Eigene Ideen verkaufen, andere überzeugen
Manche Menschen müssen emotional berührt werden, um sich einer Idee anzuschließen, andere wiederum brauchen Fakten und gute Argumente.
Beispiel: Enthusiasmus versus Fakten
Michael Sonntag, Top-Verkäufer in einem mittelständischen Unternehmen, das Schreibgeräte entwickelt und vertreibt, wurde von seinem Vorgesetzten aufgefordert, den Geschäftsführern seine neue Produktidee in einer kurzen Präsentation vorzustellen. Am Morgen des Präsentationstages entwirft Sonntag in aller Eile vier PowerPoint-Seiten, anhand derer er der Geschäftsführung seine Idee schmackhaft machen möchte. Er ist davon überzeugt, mit seiner Vision den Markt zu revolutionieren, und geht davon aus, dass andere dies auch so sehen. Marktforschungsdaten, erwartete Umsatzzahlen, Investitionskosten und Ähnliches sind für Sonntag daher verzichtbar.
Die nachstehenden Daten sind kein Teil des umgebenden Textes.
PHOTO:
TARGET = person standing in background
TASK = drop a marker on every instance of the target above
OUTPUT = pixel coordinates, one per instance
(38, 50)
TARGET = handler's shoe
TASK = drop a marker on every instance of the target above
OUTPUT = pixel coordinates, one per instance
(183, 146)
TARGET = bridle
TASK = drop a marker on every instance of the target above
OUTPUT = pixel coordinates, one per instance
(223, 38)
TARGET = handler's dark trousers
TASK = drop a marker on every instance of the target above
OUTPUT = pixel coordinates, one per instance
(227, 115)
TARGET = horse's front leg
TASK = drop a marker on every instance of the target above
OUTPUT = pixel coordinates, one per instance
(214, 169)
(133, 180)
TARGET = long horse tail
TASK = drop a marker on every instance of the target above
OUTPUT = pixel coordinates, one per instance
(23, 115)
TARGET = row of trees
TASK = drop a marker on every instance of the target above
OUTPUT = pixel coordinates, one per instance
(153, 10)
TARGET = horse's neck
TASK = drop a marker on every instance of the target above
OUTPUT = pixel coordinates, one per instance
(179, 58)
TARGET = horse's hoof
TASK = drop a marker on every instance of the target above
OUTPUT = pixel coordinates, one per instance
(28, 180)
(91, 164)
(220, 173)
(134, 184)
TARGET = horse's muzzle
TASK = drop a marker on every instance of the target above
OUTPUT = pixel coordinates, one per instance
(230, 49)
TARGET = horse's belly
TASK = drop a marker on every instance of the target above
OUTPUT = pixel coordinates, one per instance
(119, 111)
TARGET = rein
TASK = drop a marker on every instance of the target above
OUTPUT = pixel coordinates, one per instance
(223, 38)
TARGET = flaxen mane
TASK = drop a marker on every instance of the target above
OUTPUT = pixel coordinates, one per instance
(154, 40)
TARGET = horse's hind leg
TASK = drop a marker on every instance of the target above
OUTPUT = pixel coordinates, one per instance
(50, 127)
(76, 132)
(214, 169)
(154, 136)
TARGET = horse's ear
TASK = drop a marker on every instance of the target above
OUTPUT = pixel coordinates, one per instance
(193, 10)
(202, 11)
Sonntag kommt zu dem für 14:00 Uhr angesetzten Termin etwas gehetzt, aber gerade noch rechtzeitig. Er hatte sich in der Mittagspause noch von einem Kollegen aufhalten lassen. Als er das Besprechungszimmer der Geschäftsführer betritt, strahlt er über das ganze Gesicht und fängt nach einem kurzen Gruß mit lebhafter Gestik an, von seiner Produktidee zu schwärmen. Dabei springt Sonntag von einem Thema zum anderen, betont in einem Satz seine bisherigen Verkaufserfolge, skizziert im nächsten schillernde Zukunftsszenarien; erzählt von unzufriedenen Kunden und schwärmt von Wachstum und steigendem Image des Unternehmens.
Nach einigen Minuten unterbricht Werner Klar, Geschäftsführer für Marketing, Vertrieb und Personal, den Vertriebsprofi etwas barsch mit Blick auf die Uhr: „Herr Sonntag, ich habe noch nicht verstanden, was der besondere Nutzen oder das wirklich Außergewöhnliche an Ihrem Gerät ist. Außerdem muss ich gleich weiter zum nächsten Termin. Kommen Sie also auf den Punkt.“ Und Dr. Manfred Schwarz, Geschäftsführer der Bereiche Entwicklung, Produktion und Controlling, stellt dem nun etwas enttäuscht wirkenden Michael Sonntag kritische Fragen: „Sind Sie denn sicher, dass diese Technik funktioniert? So etwas haben wir noch nicht hergestellt. Welche Materialien sollen denn dafür verwendet werden? Das könnte ganz schön teuer werden …“
Die Persönlichkeiten und ihre Motive
Aus Sicht des quirligen Verkäufers
Michael Sonntag verkörpert den extravertierten Gefühlsmenschen. Er sprüht vor Begeisterung und stellt den Geschäftsführern seinen Vorschlag mit großen Emotionen vor. Er ist davon überzeugt, dass seine Idee den Durchbruch bringt, denn er empfindet das Unternehmen als träge und konservativ. In Sonntags Augen wird es daher endlich Zeit, dass sich in Sachen Produkterweiterung etwas tut, und heute ist der ideale Tag, um die Weichen zu stellen.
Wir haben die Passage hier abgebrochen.